A leggere l’intervista di stamattina a La Stampa di Matteo Renzi si rimane abbastanza esterrefatti. Come scrive bene Marco Sarracino sul suo blog, non si capisce se esiste una colpa e chi sono i responsabili di un’affermazione del PD non proprio convincente.  Sia chiaro, come si dice spesso, la vittoria ha molti padri mentre la sconfitta è orfana. Tuttavia, dalle parole del premier/segretario non c’è un cenno di autocritica rispetto al lavoro fatto dai suoi audaci riferimenti, né una qualche parola riguardo l’azione politica di questi mesi. Anzi, il segretario/premier quasi ha voluto dirci che se ha sbagliato qualcosa, è stato il non mettere tutti uomini suoi a “governare” il partito (poi basterebbe ricordagli che in realtà il 70% del partito è fatto proprio da renziani e che i vari Lotti, Serracchiani e Guerini non ci sembrano appartenere a componenti diverse).

Per responsabilità di tutti, abbiamo trascorso forse fin troppo tempo a “ragionare” di primarie sì o no, di forma partito, di cosa funziona meglio o peggio, leaderismo, ecc. Nel frattempo il Pd ha perso consensi e, insieme ad essi, un numero spropositato di iscritti. Certo, le regole non sono irrilevanti, caratterizzano la natura stessa di un partito, ma ciò che è mancato in questi anni, a mio modestissimo parere, è ben altro.

Le primarie vanno regolate, e molti sanno cosa ho sempre pensato, ma va regolato anche il tesseramento (non dimentichiamo che anche i congressi tradizionali hanno dato prove non proprio entusiasmanti, considerati i molti tesserifici); gli iscritti devono essere consultati non solo sui nomi, ma anche sulle cose che intendiamo fare e sulla visione comune che intendiamo rappresentare.
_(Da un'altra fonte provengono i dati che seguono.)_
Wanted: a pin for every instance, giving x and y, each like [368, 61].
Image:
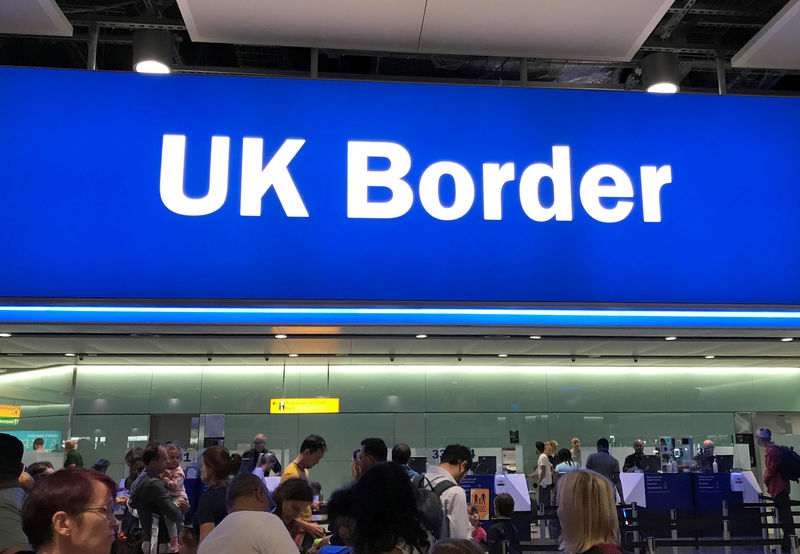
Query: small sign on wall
[304, 406]
[9, 415]
[481, 499]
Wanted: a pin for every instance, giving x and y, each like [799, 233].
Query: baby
[173, 477]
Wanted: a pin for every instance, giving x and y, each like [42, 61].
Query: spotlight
[660, 73]
[152, 51]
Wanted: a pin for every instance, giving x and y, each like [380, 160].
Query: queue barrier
[632, 541]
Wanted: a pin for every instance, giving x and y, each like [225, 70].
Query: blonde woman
[588, 514]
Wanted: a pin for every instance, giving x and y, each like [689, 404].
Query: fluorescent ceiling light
[152, 51]
[660, 73]
[151, 66]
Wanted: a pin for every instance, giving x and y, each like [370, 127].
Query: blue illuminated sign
[124, 186]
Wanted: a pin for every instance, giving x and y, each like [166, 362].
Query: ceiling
[36, 346]
[565, 44]
[570, 43]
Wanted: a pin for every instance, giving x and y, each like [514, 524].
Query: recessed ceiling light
[663, 88]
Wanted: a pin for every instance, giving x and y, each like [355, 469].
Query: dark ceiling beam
[682, 47]
[130, 23]
[676, 18]
[715, 9]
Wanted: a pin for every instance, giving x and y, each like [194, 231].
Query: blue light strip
[399, 316]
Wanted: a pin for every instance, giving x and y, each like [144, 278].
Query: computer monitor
[486, 465]
[418, 464]
[724, 463]
[651, 464]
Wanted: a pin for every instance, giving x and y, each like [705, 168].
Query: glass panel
[240, 389]
[481, 389]
[113, 390]
[176, 390]
[379, 388]
[109, 437]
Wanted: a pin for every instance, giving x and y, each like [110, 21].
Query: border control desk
[697, 500]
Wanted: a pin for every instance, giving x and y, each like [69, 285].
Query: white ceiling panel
[562, 29]
[569, 29]
[33, 17]
[777, 44]
[348, 24]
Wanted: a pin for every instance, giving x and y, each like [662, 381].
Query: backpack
[429, 503]
[789, 466]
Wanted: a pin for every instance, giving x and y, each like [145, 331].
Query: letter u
[173, 155]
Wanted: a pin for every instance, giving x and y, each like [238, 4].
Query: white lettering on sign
[600, 181]
[360, 179]
[173, 154]
[606, 192]
[256, 180]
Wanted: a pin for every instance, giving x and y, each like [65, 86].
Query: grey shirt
[605, 464]
[149, 495]
[11, 501]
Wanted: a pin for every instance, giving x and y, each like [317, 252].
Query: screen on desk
[724, 463]
[651, 464]
[485, 465]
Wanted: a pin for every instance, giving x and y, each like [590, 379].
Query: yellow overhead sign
[304, 406]
[9, 411]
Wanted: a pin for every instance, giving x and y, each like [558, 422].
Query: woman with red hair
[71, 512]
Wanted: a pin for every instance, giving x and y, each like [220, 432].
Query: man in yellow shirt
[311, 452]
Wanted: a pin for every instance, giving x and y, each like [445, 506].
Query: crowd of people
[387, 508]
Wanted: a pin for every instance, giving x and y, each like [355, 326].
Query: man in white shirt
[544, 475]
[248, 528]
[456, 462]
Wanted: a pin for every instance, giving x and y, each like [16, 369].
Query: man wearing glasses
[250, 457]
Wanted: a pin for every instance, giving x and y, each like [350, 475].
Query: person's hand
[322, 544]
[315, 530]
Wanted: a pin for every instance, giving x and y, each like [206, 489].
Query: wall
[424, 406]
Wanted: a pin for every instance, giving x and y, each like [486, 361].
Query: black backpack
[790, 463]
[429, 503]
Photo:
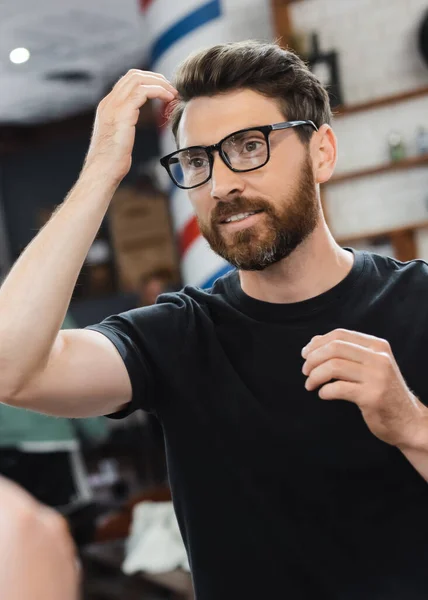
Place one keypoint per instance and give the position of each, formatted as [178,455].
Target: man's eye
[252,146]
[197,163]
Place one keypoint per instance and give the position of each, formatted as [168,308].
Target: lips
[237,216]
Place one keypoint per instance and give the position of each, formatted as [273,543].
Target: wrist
[416,437]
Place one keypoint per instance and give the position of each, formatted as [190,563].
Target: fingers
[345,335]
[134,79]
[335,368]
[340,390]
[336,349]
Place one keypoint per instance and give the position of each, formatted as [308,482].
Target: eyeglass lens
[243,151]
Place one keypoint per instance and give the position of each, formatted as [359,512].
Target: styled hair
[262,67]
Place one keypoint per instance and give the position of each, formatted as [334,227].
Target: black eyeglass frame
[265,129]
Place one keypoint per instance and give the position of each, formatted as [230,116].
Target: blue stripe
[202,15]
[210,282]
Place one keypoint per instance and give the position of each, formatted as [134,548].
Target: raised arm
[37,361]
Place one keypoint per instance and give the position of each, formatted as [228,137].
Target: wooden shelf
[342,111]
[406,163]
[381,233]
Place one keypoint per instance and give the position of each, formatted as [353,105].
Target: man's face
[283,192]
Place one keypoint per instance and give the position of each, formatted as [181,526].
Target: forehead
[206,120]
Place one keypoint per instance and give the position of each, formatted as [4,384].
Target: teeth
[239,217]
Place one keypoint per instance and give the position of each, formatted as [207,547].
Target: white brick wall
[376,42]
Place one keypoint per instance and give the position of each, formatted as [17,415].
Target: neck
[313,268]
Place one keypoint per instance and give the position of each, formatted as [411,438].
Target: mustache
[224,210]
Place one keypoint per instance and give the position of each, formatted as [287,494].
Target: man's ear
[324,153]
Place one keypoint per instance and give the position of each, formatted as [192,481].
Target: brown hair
[263,67]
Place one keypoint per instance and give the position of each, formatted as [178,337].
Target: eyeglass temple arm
[293,124]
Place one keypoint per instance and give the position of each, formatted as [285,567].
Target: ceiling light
[19,55]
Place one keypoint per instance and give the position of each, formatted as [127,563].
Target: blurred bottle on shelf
[397,150]
[422,140]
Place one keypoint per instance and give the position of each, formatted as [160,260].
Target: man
[38,558]
[292,394]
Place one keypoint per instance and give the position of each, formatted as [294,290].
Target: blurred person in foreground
[153,284]
[293,393]
[38,558]
[44,454]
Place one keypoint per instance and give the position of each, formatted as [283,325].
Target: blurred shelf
[381,233]
[341,111]
[406,163]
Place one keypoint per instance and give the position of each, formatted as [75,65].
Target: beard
[283,228]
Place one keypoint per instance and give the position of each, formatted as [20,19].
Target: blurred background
[57,60]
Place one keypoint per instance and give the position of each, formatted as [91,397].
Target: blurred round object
[423,37]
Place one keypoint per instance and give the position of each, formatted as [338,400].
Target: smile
[240,216]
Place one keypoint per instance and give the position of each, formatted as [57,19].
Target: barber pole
[177,28]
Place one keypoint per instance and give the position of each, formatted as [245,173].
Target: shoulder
[387,267]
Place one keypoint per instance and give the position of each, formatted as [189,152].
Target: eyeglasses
[242,151]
Tutte questioni giuste, aspetti della vita democratica che sono sostanziali, ma che non interromperebbero la sfiducia crescente e l’emorragia che giorno per giorno si vive anche nelle realtà più virtuose.

Ciò che ha allontanato di più in questi anni è l’assenza di una chiara riconoscibilità del progetto e della visione del Partito democratico per il Paese: basta leggere i giornali e capire che ogni qualvolta un dirigente si esprime lo fa a titolo personale, basta andare in un qualsiasi circolo e scoprire che tanti militanti sono mossi da tanta energia ma anche stanchi dal non saper rispondere. “Il Pd deve ritornare nelle piazze e nelle strade” pontifica qualcuno, ed io mi dico “Ok. Ma per dire che? Facciamo da megafono al governo? o, piuttosto, cerchiamo di indirizzare l’azione di governo sulla base di un progetto autonomo e forte capace di confrontarsi con le altre forze politiche e avere consenso nel Paese?”
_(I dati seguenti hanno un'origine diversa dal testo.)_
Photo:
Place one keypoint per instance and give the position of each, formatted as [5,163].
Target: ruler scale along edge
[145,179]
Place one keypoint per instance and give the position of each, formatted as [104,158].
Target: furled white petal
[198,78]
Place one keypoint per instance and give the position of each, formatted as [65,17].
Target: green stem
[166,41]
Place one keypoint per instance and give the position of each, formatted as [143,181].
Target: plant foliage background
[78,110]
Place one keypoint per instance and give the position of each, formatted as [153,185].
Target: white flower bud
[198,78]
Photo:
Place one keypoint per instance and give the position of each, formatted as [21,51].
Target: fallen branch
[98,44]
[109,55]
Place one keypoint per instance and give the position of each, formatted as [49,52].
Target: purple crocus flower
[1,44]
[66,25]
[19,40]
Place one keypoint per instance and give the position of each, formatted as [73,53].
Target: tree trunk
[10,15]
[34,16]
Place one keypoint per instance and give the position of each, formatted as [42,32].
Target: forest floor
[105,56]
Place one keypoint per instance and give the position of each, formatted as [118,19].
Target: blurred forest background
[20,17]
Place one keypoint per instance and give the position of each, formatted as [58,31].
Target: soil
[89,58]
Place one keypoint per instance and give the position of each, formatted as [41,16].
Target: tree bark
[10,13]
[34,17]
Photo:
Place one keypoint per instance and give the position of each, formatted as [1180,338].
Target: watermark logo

Il Partito democratico deve avere la forza di costruire e pensare all’Italia e l’Europa di domani, avere uno sguardo sui cambiamenti in atto nel mondo. Insomma, deve imparare a rispondere al più crudele degli interrogativi: cos’è il Pd. È su questo che noi possiamo riattrarre consensi e partecipazione disinteressata, piuttosto che su meri calcoli sul voto moderato (poi mi spiegherete cosa c’è di voto moderato nel 20% del M5S). Non serviranno altre convention su come riorganizzare il partito, servirà rimetterci tutti a pensare, a discutere, ricostruire un rapporto virtuoso con le realtà sociali e associative. È su questi presupposti che abbiamo la necessità di condurre la discussione, dal grande tema della cittadinanza e del lavoro che deve includere e non escludere; la globalizzazione ed i diritti; la lotta feroce alla criminalità organizzata e alla corruzione; il tema dell’ambiente e della sostenibilità; della cultura e della formazione; dell’uguaglianza e della giustizia sociale; dei diritti civili e delle libertà; dello Stato e dei suoi apparati burocratici.
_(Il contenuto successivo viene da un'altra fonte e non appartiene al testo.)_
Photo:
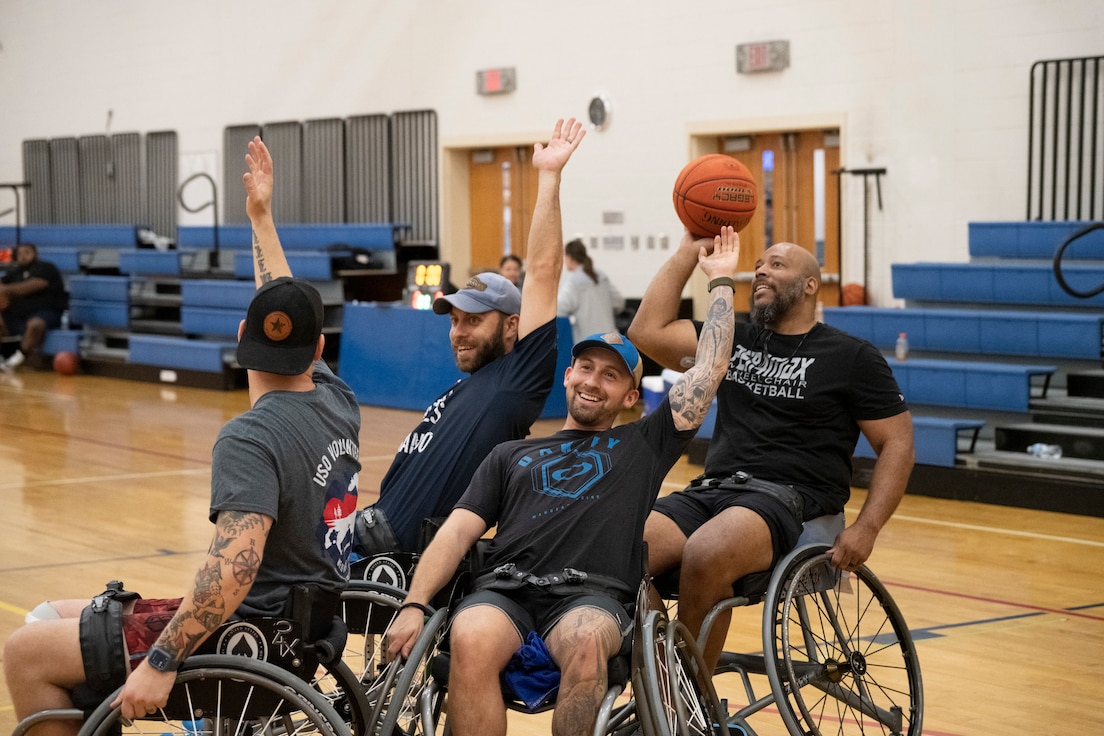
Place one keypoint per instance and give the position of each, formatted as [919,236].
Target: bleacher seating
[975,331]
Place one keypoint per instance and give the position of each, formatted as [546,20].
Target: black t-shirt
[793,418]
[52,297]
[497,403]
[576,499]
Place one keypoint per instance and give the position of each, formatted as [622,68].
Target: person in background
[32,299]
[511,268]
[586,295]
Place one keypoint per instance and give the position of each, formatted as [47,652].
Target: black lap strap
[569,582]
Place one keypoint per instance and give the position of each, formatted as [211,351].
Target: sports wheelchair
[837,653]
[257,676]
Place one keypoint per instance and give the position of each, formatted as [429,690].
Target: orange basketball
[66,363]
[713,191]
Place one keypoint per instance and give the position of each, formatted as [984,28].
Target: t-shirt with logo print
[497,403]
[576,499]
[789,405]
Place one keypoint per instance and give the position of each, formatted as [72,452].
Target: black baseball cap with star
[282,328]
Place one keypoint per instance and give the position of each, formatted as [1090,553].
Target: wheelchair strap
[570,582]
[102,643]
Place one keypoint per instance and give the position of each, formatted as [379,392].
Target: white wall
[935,91]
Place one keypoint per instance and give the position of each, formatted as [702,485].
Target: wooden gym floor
[103,479]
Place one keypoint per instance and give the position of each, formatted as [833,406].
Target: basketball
[66,363]
[713,191]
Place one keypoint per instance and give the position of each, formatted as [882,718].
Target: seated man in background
[789,411]
[575,501]
[506,340]
[32,299]
[275,525]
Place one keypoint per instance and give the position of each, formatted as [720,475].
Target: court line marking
[994,530]
[99,479]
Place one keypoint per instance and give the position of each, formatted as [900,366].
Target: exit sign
[496,82]
[762,56]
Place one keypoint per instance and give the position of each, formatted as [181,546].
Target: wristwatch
[161,660]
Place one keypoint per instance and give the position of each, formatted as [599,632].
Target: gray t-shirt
[294,457]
Un partito democratico senza i necessari anticorpi e senza un perimetro di valori condiviso sarà sempre più la sommatoria di ceto politico e grandi potentati territoriali, ma non avrà la capacità di essere forza di cambiamento e i cittadini giudicheranno su questo. Non basterà offrire loro una migliore comunicazione, e non basterà commissariare qualche segretario. Occorre riaprire i termini e le condizioni del nostro stare insieme, occorre, insomma, avere meno cortigiani e più gente capace di pensare e incalzare.

Caro Matteo, ascolta qualche consiglio, facciamo tutti un bagno di umiltà, solo un PD forte e robusto nel suo pensiero e nella sua visione collettiva potrà salvarti da un inesorabile declino.